Court Opinion

ID: 9492628
Source: CourtListenerOpinion
Date Created: 2023-08-05 14:45:32.636357+00
Date Added: 2024-06-11T17:55:23.791292
License: Public Domain

WILKINSON, Chief Judge,
concurring:
Speech is presumptively a national commodity. The Supreme Court has said as much in applying the First Amendment to the states. Gitlow v. New York, 268 U.S. *199652, 666, 45 S.Ct. 625, 69 L.Ed. 1138 (1925).*
Plaintiff here seeks to put this proposition to the test. She asks nothing more than to spread and celebrate the message of her faith in a large, common, open-air public space. She was denied the right to speak solely because she was not a resident of Fairfax County, but rather of an independent city surrounded by the County. To limit a forum such as this one to those who live within the jurisdiction is to balkanize our civic dialogue.

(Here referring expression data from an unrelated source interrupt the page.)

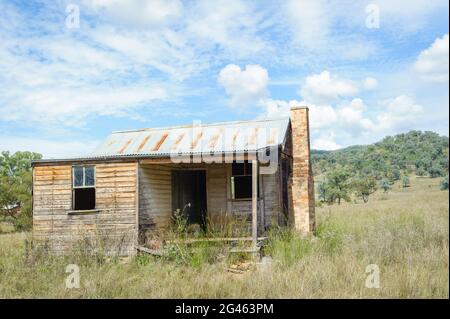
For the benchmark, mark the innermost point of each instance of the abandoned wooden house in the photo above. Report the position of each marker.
(134, 182)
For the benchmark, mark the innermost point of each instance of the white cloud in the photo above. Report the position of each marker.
(309, 20)
(230, 25)
(49, 148)
(137, 12)
(325, 141)
(245, 87)
(370, 83)
(400, 113)
(351, 116)
(432, 64)
(325, 88)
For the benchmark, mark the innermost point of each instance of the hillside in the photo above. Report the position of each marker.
(421, 153)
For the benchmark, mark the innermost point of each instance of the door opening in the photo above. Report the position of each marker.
(189, 195)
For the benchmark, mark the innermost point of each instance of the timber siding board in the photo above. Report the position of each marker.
(115, 201)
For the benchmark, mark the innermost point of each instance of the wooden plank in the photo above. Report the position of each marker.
(255, 202)
(150, 251)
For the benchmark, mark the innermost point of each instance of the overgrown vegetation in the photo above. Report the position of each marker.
(422, 153)
(15, 188)
(360, 170)
(405, 234)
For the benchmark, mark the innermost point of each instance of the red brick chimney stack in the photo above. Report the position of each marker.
(302, 178)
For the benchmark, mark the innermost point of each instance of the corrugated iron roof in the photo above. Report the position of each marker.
(195, 139)
(216, 138)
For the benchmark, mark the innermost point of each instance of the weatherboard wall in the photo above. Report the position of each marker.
(112, 226)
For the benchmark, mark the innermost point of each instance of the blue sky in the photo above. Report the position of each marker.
(366, 69)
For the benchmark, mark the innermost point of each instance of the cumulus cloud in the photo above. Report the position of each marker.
(432, 63)
(399, 114)
(245, 87)
(324, 88)
(352, 116)
(325, 141)
(370, 83)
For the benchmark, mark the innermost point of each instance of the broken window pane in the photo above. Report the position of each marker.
(84, 198)
(89, 176)
(77, 176)
(242, 187)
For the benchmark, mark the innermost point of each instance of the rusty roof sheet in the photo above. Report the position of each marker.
(195, 139)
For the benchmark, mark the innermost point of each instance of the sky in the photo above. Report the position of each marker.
(71, 72)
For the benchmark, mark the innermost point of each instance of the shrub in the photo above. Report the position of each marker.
(405, 181)
(444, 183)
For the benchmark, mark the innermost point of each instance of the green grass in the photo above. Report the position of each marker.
(405, 232)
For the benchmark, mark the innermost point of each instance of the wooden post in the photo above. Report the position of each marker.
(254, 203)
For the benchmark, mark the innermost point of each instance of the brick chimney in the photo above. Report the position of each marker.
(302, 182)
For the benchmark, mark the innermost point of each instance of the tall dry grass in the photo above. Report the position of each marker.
(404, 232)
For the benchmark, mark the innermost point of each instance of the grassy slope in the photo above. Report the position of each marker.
(405, 233)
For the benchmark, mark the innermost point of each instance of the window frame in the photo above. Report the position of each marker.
(84, 186)
(245, 174)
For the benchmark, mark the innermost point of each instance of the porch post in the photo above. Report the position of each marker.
(254, 202)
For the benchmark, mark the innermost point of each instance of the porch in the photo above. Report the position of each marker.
(207, 195)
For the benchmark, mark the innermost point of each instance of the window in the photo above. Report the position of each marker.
(241, 180)
(83, 192)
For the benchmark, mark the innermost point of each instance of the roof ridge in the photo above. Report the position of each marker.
(202, 124)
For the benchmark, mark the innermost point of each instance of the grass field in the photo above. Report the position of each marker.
(404, 232)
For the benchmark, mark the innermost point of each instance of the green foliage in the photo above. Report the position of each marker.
(337, 185)
(444, 183)
(15, 187)
(364, 187)
(405, 181)
(384, 184)
(422, 153)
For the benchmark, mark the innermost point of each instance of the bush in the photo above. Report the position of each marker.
(405, 181)
(444, 183)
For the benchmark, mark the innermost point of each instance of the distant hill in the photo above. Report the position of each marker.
(421, 153)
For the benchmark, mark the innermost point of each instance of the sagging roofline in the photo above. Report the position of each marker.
(137, 157)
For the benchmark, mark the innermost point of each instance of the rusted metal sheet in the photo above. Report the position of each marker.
(220, 137)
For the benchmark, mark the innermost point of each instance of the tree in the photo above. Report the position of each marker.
(444, 183)
(405, 181)
(338, 184)
(364, 187)
(384, 184)
(16, 185)
(323, 192)
(435, 170)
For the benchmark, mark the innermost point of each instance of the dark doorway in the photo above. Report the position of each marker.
(189, 195)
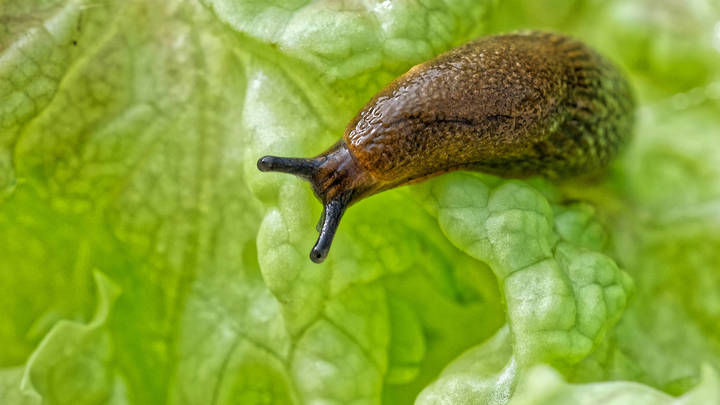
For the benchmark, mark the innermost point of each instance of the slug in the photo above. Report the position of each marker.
(514, 105)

Were the Freedom Riders to be denied access to public fora in the South because they came from out of state? Is a Vermonter to be denied access to an Ohio public forum if he wishes to bring attention to the problem of acid rain? Is a pro-life Ohioan to be disallowed from protesting pro-choice developments in Virginia? And are Virginians, who are concerned about garbage trucked into their state from New York, to be prohibited from protesting such actions in a New York public forum?
Speech in America cannot be that parochial. The fact that this forum is near a government complex would seemingly present an even more urgent question. The Washington metropolitan area is an especially interconnected region, nowhere more so than where traffic tie-ups are concerned. Is a speaker from one jurisdiction to be denied the right to protest the position of a neighboring governing body on the widening of the Springfield Interchange or the replacement of the Woodrow Wilson Bridge?
Surely a speaker is entitled to spread the faith or the political gospel beyond the community in which she lives. Even in the age of the Internet, there may be those who prefer to present their message face-to-face. None of this means that local governments are without recourse in dealing with open-air public fora speakers. Such fora remain subject to reasonable time, place, and manner restrictions. Clark v. Community for Creative Non-Violence, 468 U.S. 288, 293, 104 S.Ct. 3065, 82 L.Ed.2d 221 (1984). Especially with respect to matters of security, but also in maintaining the beauty and ambience of the public setting, local governments deserve latitude. The answer, I think, lies in according municipalities time, place, and manner flexibility rather than permitting them to silence altogether those who serve to connect our national speech.

 My good colleague Judge Niemeyer appears to protest this view in his dissent (see section VI). But none, of the examples he gives involve restrictions solely on non-residents in an open-air public space at the seat of government.